Генри Адамс - Демократия. Вашингтон, округ Колумбия. Демократия
— Это в честь Гарольда Гриффитса, — сказала Люси. — Он уезжает на Тихоокеанский фронт… военным корреспондентом.
— Я знаю. — На этот раз Фредерика опоздала с репликой; новость ошеломила ее, она растерялась и ответила невпопад. Но Люси Шэттак уже ушла.
Фредерика повернулась к Питеру.
— Теперь все зависит от тебя, — сказала она, благословляя на бой его, свою опору и защиту. — Ты должен вразумить Инид.
Но Инид не нуждалась в том, чтобы ее вразумляли. Во-первых, она больше не пила. Во-вторых, она была счастлива. Она горячо обняла брата.
— Ты похудел! Наконец-то!
Она стала показывать ему свой новый дом, небольшой, но уютно обставленный. У нее был талант декоратора, и она поговаривала о том, чтобы найти ему коммерческое применение. Она всегда мечтала о собственном заведении с горсточкой преданных служащих и большой бухгалтерской книгой, в которую можно вносить всякие счеты-расчеты или что там еще вносят в бухгалтерские книги. Как сказал Гарольд Гриффитс: «Каждый старается забыть о своем купеческом происхождении, и только Инид тянется к прошлому. Она хочет вернуться к фамильным истокам и завести лавку, она хочет знать, что всякий раз, когда раздается звонок кассового аппарата, это не для кого-нибудь, а для нее».
— Все хорошо, — сказала она, садясь на софу в эркере, смотрящем на обнесенный стеною сад. — На этой неделе ко мне приедут фотографы из «Дома и сада» — делать снимки, это будет хорошая реклама. Я совершенно серьезно настроена работать. У меня даже визитная карточка есть. — Карточка лежала на кофейном столике, под который были приспособлены детские санки прошлого века. «Инид Сэнфорд, декоратор».

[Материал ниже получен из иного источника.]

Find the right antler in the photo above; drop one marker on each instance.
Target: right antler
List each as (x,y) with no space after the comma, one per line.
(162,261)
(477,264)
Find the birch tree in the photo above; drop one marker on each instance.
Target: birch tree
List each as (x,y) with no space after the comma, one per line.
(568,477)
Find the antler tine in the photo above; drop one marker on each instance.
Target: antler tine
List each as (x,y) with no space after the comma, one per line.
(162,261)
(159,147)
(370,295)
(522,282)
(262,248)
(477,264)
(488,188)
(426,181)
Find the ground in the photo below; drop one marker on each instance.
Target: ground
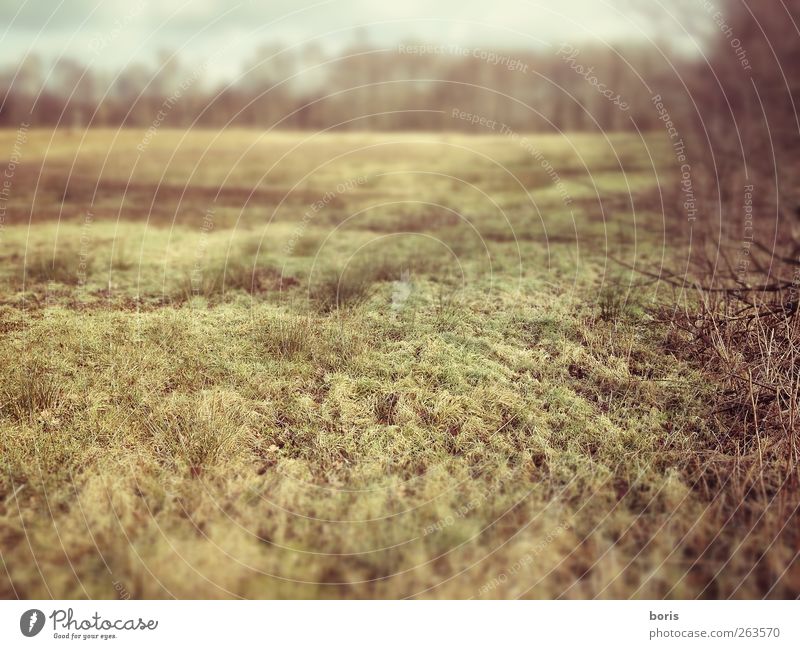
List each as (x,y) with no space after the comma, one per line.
(250,364)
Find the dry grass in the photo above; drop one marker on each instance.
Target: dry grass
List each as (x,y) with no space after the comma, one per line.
(485,428)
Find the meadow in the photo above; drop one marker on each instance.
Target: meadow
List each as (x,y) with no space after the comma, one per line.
(248,364)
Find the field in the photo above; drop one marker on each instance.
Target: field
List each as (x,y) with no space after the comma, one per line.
(249,364)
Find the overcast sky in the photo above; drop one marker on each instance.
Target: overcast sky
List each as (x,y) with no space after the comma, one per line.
(111,33)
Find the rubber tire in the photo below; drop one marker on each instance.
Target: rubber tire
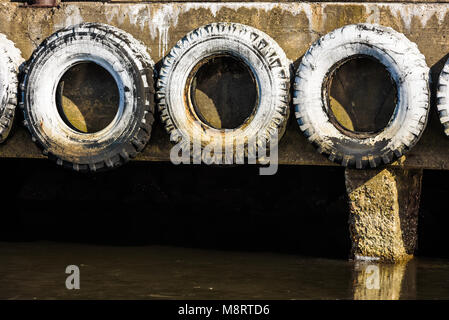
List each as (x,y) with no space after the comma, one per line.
(270,68)
(407,68)
(10,61)
(443,97)
(127,61)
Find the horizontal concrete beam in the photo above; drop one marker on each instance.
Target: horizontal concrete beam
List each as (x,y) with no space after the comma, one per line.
(295,26)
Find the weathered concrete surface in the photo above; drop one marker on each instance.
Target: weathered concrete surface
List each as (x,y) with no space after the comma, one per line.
(295,26)
(383,214)
(380,281)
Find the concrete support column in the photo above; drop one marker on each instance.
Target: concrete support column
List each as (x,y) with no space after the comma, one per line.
(383,218)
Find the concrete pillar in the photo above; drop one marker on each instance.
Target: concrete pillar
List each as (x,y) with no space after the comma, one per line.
(384,281)
(383,215)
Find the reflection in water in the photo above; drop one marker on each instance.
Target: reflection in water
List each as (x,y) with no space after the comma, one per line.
(38,270)
(375,281)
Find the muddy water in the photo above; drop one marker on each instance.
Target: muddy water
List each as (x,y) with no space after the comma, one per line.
(36,270)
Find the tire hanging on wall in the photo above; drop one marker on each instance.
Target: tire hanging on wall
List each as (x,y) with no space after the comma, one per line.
(270,71)
(10,60)
(128,62)
(407,68)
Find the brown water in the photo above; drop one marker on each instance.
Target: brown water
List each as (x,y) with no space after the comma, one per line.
(36,270)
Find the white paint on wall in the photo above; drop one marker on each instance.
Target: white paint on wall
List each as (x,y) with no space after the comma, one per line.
(157,19)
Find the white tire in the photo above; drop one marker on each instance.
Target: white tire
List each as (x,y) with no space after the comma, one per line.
(10,60)
(127,61)
(408,70)
(263,56)
(443,97)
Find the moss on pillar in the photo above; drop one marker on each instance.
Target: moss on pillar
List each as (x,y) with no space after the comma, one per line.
(383,216)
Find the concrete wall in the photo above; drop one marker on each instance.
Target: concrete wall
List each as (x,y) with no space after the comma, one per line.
(295,26)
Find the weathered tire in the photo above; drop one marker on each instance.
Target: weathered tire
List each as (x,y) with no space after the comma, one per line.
(443,97)
(10,60)
(263,56)
(127,60)
(407,68)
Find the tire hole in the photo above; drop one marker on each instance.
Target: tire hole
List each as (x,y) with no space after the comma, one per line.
(223,92)
(87,98)
(362,96)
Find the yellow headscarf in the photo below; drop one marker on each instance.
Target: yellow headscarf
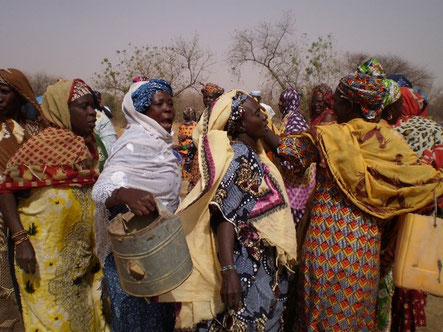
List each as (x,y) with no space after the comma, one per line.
(200,294)
(376,168)
(55,104)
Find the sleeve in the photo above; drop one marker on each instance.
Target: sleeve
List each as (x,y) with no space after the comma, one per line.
(299,151)
(237,193)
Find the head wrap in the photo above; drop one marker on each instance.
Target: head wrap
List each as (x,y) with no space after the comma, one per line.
(17,81)
(374,68)
(292,99)
(142,97)
(415,101)
(57,97)
(236,112)
(211,87)
(140,79)
(190,113)
(368,91)
(401,80)
(325,92)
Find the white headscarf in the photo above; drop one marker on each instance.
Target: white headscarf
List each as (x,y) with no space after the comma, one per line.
(142,158)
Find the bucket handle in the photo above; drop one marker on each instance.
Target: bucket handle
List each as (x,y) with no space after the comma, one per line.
(125,219)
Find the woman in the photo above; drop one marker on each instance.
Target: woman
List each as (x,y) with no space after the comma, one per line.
(299,187)
(237,226)
(320,105)
(210,92)
(358,161)
(51,175)
(142,167)
(20,119)
(293,121)
(185,135)
(425,137)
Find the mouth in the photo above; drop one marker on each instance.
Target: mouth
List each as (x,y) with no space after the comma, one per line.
(167,124)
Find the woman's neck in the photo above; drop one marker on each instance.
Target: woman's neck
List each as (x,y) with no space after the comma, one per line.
(246,139)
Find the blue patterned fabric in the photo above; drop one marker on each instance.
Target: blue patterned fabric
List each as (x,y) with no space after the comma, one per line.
(264,289)
(142,97)
(134,314)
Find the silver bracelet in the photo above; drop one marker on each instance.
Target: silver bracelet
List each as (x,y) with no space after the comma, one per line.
(227,267)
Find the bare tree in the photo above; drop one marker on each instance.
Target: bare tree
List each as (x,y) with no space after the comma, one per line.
(285,61)
(40,82)
(183,64)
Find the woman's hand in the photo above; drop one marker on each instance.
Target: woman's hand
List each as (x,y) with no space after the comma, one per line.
(231,291)
(140,202)
(25,257)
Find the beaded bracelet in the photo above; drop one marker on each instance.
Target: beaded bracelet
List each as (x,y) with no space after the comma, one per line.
(20,241)
(19,234)
(227,267)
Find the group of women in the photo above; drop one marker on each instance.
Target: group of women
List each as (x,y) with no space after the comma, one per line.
(341,179)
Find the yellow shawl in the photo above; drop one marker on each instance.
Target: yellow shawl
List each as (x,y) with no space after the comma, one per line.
(200,294)
(376,169)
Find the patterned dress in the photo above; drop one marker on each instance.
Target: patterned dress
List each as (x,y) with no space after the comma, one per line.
(340,256)
(264,288)
(64,292)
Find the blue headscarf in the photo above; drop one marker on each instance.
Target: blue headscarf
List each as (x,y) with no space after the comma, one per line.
(142,97)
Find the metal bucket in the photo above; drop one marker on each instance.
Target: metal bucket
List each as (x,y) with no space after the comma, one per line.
(150,252)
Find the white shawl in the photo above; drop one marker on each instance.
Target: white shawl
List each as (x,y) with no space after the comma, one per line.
(142,158)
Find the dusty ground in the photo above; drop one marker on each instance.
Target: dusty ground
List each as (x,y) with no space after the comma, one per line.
(434,314)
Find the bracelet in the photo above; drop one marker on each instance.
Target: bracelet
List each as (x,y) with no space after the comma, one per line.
(19,234)
(24,239)
(227,267)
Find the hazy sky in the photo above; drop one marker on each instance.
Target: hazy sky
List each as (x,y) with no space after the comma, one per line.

— Почему Сэнфорд, а не фамилия по мужу?
Инид нахмурилась:
— Я ее не ношу. С этим покончено. Да, вот что еще: я снова занялась живописью.
— Клей приезжает в отпуск. Он писал матери.
Инид отхлебнула кока-колы.
— Я намерена развестись с ним.
— Из-за какой-то истории с латиноамериканкой?
— Это еще что! Я наслушалась потом такого! Ты знаешь, как это бывает: никто ничего не скажет, пока что-нибудь не случится, но уж если случится — такого наговорят, что только держись. Впрочем, мы, в сущности, совсем не подходим друг другу. Перед тем как уйти в армию, он хотел помириться, и я согласилась, но просила дать торжественное обещание, что он никогда больше не поставит меня в такое положение. Так вот, он отказался.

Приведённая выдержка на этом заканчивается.